Regras para o sistema financeiro

O projeto estabelece obrigações para o sistema financeiro. O Poder Executivo deverá fixar diretrizes para ampliar o acesso das beneficiárias ao crédito nas instituições financeiras federais, com condições favorecidas. Programas federais de crédito deverão prever metas de destinação de recursos às beneficiárias, com atenção às desigualdades raciais.

Nos programas de crédito incentivado com recursos da União ou garantias federais, pelo menos 50% do total de cada instituição participante deverá ser destinado a mulheres, cooperativas majoritariamente femininas ou empresas controladas por mulheres. O Fundo de Aval às Micro e Pequenas Empresas (Fampe) poderá garantir até 100% do valor financiado em operações contratadas por beneficiárias.
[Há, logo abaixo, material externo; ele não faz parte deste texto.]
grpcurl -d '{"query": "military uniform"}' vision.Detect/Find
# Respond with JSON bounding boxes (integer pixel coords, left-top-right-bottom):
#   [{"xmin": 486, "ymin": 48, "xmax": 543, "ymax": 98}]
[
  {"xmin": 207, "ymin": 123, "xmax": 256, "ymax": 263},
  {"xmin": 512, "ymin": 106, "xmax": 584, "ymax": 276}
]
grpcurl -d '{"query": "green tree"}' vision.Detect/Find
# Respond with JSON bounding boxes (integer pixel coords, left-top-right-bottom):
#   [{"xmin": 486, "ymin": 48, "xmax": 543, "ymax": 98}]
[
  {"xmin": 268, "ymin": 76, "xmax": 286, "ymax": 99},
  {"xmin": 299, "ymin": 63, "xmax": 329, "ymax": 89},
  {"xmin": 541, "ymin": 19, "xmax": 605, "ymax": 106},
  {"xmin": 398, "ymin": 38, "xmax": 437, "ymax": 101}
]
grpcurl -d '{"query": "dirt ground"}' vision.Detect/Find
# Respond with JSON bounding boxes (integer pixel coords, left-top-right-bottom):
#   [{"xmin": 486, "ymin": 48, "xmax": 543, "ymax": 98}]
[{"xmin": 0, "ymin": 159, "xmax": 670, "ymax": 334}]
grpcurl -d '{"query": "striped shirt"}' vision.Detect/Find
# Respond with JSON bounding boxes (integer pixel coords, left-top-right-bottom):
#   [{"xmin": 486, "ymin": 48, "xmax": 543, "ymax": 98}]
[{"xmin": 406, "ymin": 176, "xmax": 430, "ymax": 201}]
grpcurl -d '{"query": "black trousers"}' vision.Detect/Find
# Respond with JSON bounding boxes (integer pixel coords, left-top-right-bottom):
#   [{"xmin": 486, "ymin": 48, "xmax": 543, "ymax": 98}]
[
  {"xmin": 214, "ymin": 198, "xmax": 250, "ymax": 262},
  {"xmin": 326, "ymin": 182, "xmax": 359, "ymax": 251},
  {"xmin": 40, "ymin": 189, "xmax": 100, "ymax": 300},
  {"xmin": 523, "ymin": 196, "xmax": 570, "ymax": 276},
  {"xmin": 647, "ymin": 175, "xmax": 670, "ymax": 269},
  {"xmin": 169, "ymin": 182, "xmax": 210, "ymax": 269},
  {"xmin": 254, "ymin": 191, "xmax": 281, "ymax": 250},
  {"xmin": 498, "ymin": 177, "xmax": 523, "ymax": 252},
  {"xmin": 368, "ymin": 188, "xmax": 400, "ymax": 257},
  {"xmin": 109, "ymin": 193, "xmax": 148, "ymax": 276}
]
O texto classifica como prática abusiva e discriminatória a recusa ou a imposição de condições mais gravosas de crédito motivada pelo sexo da solicitante. Instituições financeiras infratoras estarão sujeitas a sanções administrativas, civis e penais.

Eixos de atuação

A política organiza-se em três eixos principais. No eixo rural haveria apoio à mulher empreendedora no campo com acesso a tecnologia, crédito rural e capacitação, articulado ao Programa Nacional de Fortalecimento da Agricultura Familiar (Pronaf). No eixo internacionalização haverá qualificação e apoio a empreendimentos liderados por mulheres para exportação de produtos e serviços. No eixo proteção integral haverá atenção específica a mulheres em situação de violência doméstica, com articulação entre acolhimento, apoio psicossocial, jurídico e inserção produtiva.

Proteção para beneficiárias do BPC

O projeto prevê que, durante até três anos, a renda obtida por meio da política não será computada no cálculo da renda familiar para mulheres beneficiárias do BPC. A mesma regra valerá para cuidadoras de pessoas idosas ou com deficiência que recebem o BPC.

Outras mudanças previstas

O texto altera leis federais para adaptar programas existentes à nova política. No Pronampe, o limite de empréstimo poderá chegar a 70% da receita bruta anual, com prazo de pagamento de 96 meses e juros limitados a 90% da taxa padrão do programa. A proposta também altera a Lei de Licitações e Contratos para permitir que editais de obras e serviços de engenharia exijam percentual mínimo de contratação de mão de obra feminina.

No Programa Acredita no Primeiro Passo as beneficiárias terão acesso a condições favorecidas, como juros reduzidos e limite maior de inadimplência.

Fiscalização e avaliação

O Tribunal de Contas da União (TCU) deverá apresentar ao Congresso Nacional, a cada dois anos, avaliação sobre a implementação e os resultados da política. Conforme levantamento do Sebrae, cerca de 40% das empresas criadas no Brasil encerram as atividades antes de completar cinco anos. Entre os pequenos negócios, a maior taxa de mortalidade é a dos microempreendedores individuais (29%), seguida pelas microempresas (21,6%) e pelas empresas de pequeno porte (17%). Soraya Santos afirmou que esse ciclo de vida curto é particularmente desafiador para empreendimentos de menor porte.

Tramitação e próximos passos

O projeto deve ser analisado, em caráter conclusivo, pelas comissões de Previdência, Assistência Social, Infância, Adolescência e Família; de Indústria, Comércio e Serviços; de Defesa dos Direitos da Mulher; de Finanças e Tributação; e de Constituição e Justiça e de Cidadania. Como teve a urgência aprovada em junho, poderá ser votado diretamente no Plenário, sem passar antes pelas comissões da Câmara. Para virar lei, a proposta precisa ser aprovada pela Câmara e pelo Senado.